Die Blüten sind blattlos und zwittrig. Die Bestäubung erfolgt durch mechanische Bewegung, insbesondere durch das Rütteln der Pflanze im Wind, wodurch eine Selbstbefruchtung ausgelöst wird.
Die entstehenden Früchte sind intensiv orange gefärbt und erreichen einen Durchmesser von bis zu etwa vier Zentimetern. Das Fruchtfleisch ist saftig und weist ein stark aromatisches Geschmacksprofil auf, das an sehr süße Zitrusfrüchte erinnert. Die Beeren werden überwiegend von flugfähigen Tieren verzehrt, welche die unverdauten Samen später mit ihrem Kot auf Felsflächen ausscheiden und so zur Verbreitung der Art beitragen.
Nutzung:
Myrelbeeren werden häufig als Zutat in Süß- und Backwaren verwendet, finden jedoch auch roh oder als Bestandteil von Obstsalaten Verwendung. Aufgrund ihrer besonderen chemischen Zusammensetzung sind sie selbst für ansonsten strikt karnivore Lebewesen gut verträglich und werden gelegentlich auch von fleischfressenden Tierarten aufgenommen.
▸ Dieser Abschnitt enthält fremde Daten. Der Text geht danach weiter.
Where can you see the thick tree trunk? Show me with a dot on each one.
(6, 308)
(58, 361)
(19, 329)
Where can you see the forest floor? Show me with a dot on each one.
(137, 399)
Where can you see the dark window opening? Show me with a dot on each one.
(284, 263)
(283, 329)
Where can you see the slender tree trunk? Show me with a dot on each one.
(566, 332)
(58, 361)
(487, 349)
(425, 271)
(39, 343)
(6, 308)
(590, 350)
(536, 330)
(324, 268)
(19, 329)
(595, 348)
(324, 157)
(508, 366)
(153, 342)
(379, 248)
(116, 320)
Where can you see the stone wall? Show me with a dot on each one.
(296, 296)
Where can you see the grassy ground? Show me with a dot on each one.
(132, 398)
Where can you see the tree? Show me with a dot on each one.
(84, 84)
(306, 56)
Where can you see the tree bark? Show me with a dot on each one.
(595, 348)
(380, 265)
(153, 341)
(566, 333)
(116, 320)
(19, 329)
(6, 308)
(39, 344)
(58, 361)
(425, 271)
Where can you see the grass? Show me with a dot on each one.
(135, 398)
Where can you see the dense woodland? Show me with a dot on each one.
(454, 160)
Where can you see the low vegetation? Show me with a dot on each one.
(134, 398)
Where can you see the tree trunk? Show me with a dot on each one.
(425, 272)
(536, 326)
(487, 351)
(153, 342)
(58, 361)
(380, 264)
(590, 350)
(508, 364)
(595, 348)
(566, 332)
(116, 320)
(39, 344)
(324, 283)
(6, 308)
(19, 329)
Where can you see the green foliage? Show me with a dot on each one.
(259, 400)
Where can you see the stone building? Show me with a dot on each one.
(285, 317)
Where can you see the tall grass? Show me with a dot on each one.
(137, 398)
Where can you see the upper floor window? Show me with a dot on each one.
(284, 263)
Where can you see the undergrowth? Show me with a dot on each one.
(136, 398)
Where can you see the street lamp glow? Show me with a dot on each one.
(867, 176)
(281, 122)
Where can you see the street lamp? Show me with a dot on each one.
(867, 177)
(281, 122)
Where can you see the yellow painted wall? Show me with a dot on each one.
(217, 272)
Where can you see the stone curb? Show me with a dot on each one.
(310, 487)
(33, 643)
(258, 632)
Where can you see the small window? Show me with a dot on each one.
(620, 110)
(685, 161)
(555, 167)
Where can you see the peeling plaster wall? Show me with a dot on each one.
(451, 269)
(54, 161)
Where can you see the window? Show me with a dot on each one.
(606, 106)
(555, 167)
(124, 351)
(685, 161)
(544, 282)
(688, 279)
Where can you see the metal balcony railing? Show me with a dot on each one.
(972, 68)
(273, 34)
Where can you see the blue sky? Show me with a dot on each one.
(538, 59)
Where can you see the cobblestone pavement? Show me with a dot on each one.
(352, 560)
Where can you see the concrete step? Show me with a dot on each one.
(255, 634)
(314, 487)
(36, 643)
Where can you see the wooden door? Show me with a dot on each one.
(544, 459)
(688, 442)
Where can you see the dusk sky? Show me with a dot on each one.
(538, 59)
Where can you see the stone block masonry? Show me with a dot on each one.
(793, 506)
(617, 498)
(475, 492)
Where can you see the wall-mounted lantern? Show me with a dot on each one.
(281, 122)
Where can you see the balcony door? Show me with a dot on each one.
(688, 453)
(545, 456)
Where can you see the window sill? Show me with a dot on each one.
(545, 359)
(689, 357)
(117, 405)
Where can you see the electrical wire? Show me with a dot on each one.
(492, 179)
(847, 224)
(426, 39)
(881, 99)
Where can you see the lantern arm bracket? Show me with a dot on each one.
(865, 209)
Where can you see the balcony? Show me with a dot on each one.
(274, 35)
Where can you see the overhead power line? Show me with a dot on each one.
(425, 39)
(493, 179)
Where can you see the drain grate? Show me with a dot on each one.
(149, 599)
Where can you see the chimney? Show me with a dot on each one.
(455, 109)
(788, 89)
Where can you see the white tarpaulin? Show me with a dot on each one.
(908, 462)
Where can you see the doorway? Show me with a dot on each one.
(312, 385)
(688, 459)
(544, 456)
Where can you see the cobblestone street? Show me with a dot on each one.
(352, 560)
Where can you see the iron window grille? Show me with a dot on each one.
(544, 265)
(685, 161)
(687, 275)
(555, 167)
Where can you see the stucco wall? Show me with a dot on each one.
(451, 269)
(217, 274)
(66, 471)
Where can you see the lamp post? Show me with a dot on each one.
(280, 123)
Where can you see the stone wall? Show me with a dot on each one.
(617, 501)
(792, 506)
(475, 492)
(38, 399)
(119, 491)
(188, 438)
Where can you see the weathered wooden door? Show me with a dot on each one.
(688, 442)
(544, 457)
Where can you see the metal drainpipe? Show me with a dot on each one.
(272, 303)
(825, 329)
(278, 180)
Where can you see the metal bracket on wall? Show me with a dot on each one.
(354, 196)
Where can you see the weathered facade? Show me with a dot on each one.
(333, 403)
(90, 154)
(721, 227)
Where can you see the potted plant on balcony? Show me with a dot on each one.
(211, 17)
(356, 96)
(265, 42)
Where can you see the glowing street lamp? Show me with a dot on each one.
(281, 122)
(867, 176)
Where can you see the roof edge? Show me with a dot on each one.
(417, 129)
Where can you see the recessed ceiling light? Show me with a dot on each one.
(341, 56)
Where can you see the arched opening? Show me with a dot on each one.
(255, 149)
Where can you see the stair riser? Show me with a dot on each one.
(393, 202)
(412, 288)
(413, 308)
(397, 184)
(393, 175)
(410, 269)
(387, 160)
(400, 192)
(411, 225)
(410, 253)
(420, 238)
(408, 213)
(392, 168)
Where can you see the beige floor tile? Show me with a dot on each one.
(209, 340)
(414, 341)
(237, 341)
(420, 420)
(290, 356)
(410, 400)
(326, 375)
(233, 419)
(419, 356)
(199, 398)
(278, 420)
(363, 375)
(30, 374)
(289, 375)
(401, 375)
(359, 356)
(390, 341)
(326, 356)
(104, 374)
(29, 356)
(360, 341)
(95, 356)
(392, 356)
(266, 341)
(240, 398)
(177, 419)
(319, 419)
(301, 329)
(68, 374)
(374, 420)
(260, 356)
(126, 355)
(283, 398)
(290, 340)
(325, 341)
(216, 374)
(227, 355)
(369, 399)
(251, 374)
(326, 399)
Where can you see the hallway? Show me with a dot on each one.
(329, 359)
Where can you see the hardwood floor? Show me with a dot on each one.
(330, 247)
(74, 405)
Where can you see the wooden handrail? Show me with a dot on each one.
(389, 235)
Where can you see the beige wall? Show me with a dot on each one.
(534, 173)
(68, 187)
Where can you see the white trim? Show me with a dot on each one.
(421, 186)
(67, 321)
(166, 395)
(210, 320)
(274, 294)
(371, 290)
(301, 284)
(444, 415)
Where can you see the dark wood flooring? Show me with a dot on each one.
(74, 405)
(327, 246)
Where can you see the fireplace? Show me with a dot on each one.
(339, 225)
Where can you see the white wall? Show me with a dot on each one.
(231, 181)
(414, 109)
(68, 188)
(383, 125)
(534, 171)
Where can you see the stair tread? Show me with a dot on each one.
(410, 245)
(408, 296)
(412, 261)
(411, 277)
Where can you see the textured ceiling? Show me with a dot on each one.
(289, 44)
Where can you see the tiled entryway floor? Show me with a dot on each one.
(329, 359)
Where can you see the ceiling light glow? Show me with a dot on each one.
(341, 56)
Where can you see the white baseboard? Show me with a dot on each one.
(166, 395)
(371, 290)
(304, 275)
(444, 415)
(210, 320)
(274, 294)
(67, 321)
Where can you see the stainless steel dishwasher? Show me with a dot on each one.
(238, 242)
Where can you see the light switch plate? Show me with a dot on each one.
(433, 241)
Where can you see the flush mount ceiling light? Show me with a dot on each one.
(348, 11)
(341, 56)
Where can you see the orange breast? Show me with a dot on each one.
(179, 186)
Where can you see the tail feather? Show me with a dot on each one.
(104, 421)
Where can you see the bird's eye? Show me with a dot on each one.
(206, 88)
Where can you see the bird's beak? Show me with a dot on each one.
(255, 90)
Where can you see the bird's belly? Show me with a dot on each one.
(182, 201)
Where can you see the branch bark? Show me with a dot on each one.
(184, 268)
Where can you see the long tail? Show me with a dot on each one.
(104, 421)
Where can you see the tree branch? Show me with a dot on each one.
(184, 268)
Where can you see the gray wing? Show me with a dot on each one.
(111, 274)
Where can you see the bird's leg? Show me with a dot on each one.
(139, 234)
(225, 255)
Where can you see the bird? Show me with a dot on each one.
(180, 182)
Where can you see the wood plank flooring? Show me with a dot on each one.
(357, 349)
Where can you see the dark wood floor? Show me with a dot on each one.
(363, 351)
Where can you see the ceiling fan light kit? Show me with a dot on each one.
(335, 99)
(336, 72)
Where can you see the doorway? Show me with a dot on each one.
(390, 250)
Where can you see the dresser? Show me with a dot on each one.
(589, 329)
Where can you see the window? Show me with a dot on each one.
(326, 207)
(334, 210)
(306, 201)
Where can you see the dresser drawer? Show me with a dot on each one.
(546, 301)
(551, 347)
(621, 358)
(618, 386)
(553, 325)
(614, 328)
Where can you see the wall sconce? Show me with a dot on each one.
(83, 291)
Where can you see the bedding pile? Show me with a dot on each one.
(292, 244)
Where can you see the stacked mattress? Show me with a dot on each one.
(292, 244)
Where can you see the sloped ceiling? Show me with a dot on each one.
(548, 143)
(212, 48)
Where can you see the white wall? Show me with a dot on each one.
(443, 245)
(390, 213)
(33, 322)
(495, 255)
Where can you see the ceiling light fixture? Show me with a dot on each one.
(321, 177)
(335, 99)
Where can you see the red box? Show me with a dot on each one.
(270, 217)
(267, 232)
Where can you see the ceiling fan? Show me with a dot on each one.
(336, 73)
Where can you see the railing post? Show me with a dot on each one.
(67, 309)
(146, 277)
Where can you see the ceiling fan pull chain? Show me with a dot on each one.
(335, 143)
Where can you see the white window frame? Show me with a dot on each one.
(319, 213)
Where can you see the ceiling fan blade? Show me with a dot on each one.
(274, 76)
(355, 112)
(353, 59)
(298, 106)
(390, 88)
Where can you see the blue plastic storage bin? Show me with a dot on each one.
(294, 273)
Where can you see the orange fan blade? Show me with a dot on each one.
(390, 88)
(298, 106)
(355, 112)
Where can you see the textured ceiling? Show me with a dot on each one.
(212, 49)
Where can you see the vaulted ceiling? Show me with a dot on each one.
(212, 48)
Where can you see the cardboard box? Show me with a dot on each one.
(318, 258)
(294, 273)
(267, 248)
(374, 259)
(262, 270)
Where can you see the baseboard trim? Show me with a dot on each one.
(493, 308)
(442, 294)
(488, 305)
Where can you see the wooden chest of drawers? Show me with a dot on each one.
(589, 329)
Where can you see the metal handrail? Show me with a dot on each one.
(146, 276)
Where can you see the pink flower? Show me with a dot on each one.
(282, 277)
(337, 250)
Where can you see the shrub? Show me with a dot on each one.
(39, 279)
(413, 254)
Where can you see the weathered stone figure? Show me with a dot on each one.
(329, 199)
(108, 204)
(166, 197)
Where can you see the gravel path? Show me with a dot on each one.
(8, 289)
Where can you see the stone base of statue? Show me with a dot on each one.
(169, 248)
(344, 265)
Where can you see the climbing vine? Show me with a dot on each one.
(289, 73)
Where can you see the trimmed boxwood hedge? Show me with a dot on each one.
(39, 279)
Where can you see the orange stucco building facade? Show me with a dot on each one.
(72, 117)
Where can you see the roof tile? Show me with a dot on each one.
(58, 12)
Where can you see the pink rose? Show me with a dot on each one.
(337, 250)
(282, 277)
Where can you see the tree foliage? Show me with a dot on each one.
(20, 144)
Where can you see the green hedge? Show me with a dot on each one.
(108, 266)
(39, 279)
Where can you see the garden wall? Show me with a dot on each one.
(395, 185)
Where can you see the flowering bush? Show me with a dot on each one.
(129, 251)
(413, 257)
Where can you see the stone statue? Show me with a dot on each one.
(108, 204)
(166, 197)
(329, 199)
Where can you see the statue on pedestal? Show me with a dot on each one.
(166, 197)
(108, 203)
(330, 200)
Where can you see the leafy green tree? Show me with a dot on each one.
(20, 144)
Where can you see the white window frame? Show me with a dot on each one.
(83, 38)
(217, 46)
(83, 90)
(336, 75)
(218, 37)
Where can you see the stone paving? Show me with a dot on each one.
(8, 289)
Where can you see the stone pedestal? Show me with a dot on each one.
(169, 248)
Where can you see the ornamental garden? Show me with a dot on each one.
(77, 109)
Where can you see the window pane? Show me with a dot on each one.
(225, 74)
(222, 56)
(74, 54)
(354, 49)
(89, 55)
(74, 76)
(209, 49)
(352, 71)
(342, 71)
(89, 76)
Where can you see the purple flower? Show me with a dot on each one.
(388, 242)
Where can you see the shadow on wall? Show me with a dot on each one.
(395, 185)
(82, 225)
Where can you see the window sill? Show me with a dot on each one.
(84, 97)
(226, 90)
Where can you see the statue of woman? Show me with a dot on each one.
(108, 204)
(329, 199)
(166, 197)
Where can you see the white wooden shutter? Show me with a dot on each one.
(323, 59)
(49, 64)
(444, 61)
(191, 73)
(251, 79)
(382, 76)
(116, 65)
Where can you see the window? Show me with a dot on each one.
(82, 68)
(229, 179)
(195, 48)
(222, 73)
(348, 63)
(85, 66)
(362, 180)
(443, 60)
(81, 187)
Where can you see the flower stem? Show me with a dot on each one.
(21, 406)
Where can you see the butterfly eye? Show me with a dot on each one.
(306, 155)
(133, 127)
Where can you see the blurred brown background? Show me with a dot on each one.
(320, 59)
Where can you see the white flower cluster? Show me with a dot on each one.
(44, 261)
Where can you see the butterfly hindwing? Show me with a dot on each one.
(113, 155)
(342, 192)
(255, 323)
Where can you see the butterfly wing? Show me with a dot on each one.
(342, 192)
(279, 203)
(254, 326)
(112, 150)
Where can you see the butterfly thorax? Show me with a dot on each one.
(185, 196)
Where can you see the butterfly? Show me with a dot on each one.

Die Früchte sind zudem sehr saftreich und eignen sich gut zur Gewinnung von Fruchtsäften. Aus dem Saft lassen sich Liköre herstellen sowie Obstbrände destillieren. Aufgrund der schwer zugänglichen Standorte der Pflanze gelten diese Erzeugnisse als Delikatessen und erzielen entsprechend hohe Marktpreise.